Why are they calling it out for Google Book Search? Every search tells the company what the user was searching for. Every interaction with EVERY web page tells you something about the user. Every time you walk into a bricks-and-mortar store, you're letting the owner and everybody else in the vicinity know that you have some connection with what they sell.
It sounds like the EFF is looking for you to be private-in-public, and that's just not guaranteed. Users have a right to expect a certain good-faith effort on the part of people they transact with not go to blabbing it to everybody, and the more data they have the more we need to clarify what "good faith" means, but I don't understand why they're singling out Google Book Search of all the things in the world.
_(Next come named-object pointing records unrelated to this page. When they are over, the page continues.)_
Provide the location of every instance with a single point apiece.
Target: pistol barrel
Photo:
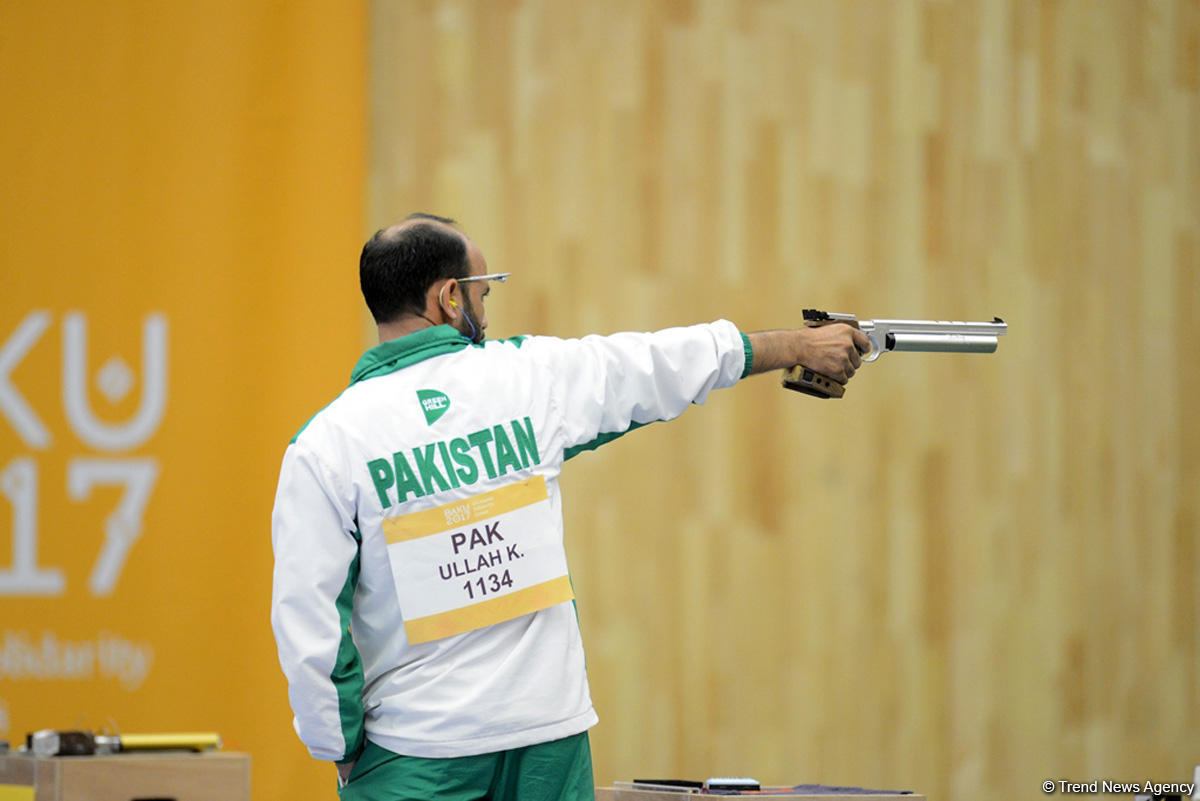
(958, 343)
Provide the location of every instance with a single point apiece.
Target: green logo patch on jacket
(433, 404)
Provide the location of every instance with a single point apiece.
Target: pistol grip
(802, 379)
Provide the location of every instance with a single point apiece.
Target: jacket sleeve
(316, 546)
(605, 386)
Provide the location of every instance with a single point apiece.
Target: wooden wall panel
(972, 573)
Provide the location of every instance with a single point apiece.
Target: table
(210, 776)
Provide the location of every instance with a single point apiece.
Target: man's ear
(447, 301)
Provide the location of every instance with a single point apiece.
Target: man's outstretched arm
(833, 350)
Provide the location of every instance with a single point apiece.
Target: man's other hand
(833, 350)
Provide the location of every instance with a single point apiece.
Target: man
(421, 602)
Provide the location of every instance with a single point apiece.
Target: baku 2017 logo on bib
(433, 404)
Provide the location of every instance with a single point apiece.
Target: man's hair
(397, 267)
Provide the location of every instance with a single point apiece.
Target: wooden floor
(973, 573)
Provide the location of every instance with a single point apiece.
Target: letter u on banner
(75, 386)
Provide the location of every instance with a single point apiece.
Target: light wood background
(973, 573)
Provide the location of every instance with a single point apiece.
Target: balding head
(400, 264)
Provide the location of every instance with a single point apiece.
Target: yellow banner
(179, 238)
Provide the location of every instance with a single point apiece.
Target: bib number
(478, 561)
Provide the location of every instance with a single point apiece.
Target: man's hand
(833, 350)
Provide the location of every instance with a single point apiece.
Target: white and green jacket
(420, 594)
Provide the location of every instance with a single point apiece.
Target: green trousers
(559, 770)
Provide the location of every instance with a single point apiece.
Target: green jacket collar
(396, 354)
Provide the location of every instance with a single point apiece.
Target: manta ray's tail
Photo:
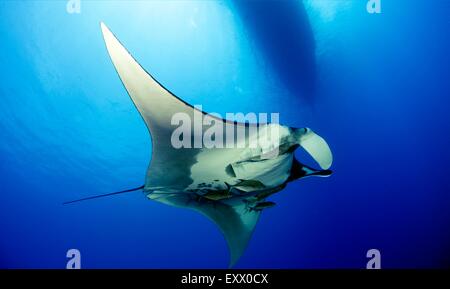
(104, 195)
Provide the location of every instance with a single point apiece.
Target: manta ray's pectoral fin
(232, 217)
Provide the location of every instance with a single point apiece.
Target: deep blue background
(69, 130)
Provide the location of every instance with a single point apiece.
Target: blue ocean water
(69, 130)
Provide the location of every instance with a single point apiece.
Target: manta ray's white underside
(228, 185)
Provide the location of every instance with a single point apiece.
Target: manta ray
(230, 186)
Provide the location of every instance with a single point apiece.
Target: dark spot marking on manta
(229, 170)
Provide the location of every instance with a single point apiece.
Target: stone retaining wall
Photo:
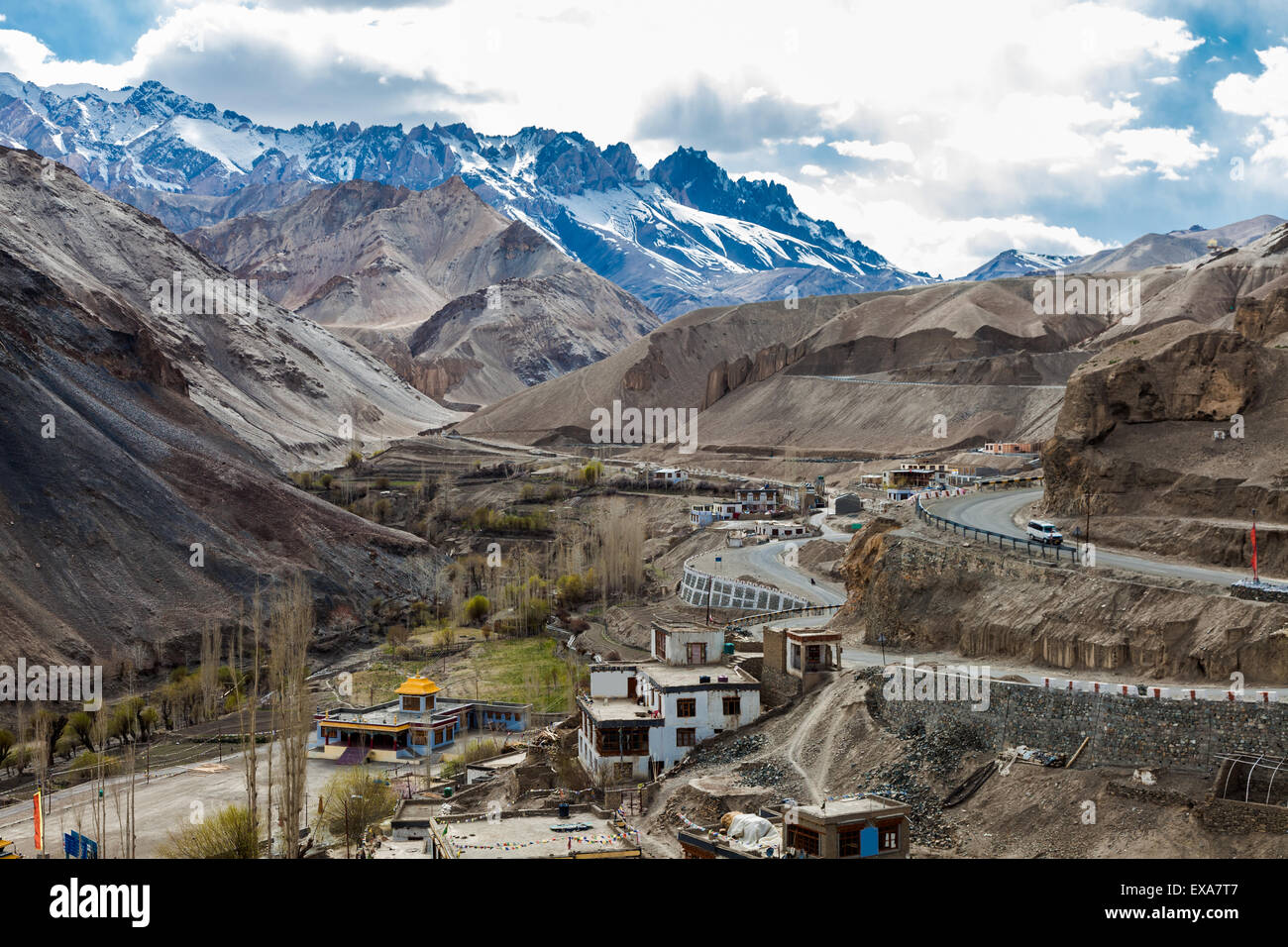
(1125, 731)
If you search slashdot using Google, the articles and comments you read are already used to deliver targeted advertisement and would probably be available to law enforcement. Why should searching an out-of-copyright book receive any more or less protection? If anything, the issues in old books are probably less related to present-day calamities than many of present-day blogs.
Protected privacy in a library is something that we would probably not elect to lose. When moving into a new medium, it makes some sense to take action to ensure that what we have evolved toward in the past (that is, if people deem it to be good) is brought across to the new medium. Otherwise we've got to start over again, with unscrupulous people seeing what they can slip by along the way.